DEA aparecen como “los buenos”; en la versión mexicana los capos originales
(Gallardo Félix, Caro Quintero y Amado Carrillo) aparecen como hombres

carismáticos, con quien uno puede relacionarse, que tiene miedos, aspiraciones y errores

muy humanos; con quienes incluso por momentos es posible empatizar. La pregunta

obligada es ¿por qué? ¿Por qué uno de los periodos más violentos de la historia de

México se ha utilizado como base para toda una nueva rama de la cultura nacional?

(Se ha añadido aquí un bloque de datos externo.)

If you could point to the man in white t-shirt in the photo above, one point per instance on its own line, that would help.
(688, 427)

¿Por qué esta ‘cultura’ es tan popular y redituable? ¿Cuál es la explicación histórica, si

hay alguna, de este fenómeno?

Como breve conclusión, creo que el éxito de la narcocultura tiene que ver con lo que

Ramírez llama ‘riqueza trascendental’. Muchos mexicanos, sumidos hasta el cuello en

la pobreza y sin aspiración alguna de salir, encuentran una especie de escape, de

remedio paliativo en la enfermedad misma. La violencia que azota a la sociedad

mexicana y que en buena medida está relacionada con la corrupción y los altos niveles

de pobreza, ofrece también un canal por donde algunos pueden observar otra versión de

sus vidas. Durante los minutos que suena la tuba y el acordeón, y algún norteño con

botas y sombrero canta “fue entrenado pa’ matar, levantar, torturar, con estilo y con

clase…” el mundo se detiene un momento, y no importa que por la cadena nacional en

la televisión estén anunciando que encontraron una nueva fosa común utilizada por el

cártel de los Zetas. El escape, la imaginación, la fantasía del poder y la ‘riqueza

trascendental’ están ahí presentes en el imaginario popular. No hay horror, como no

había cuando los escalones del Templo Mayor de Tenochtitlán se pintaban de rojo en

una cascada interminable, que continúa corriendo hoy, quinientos años después.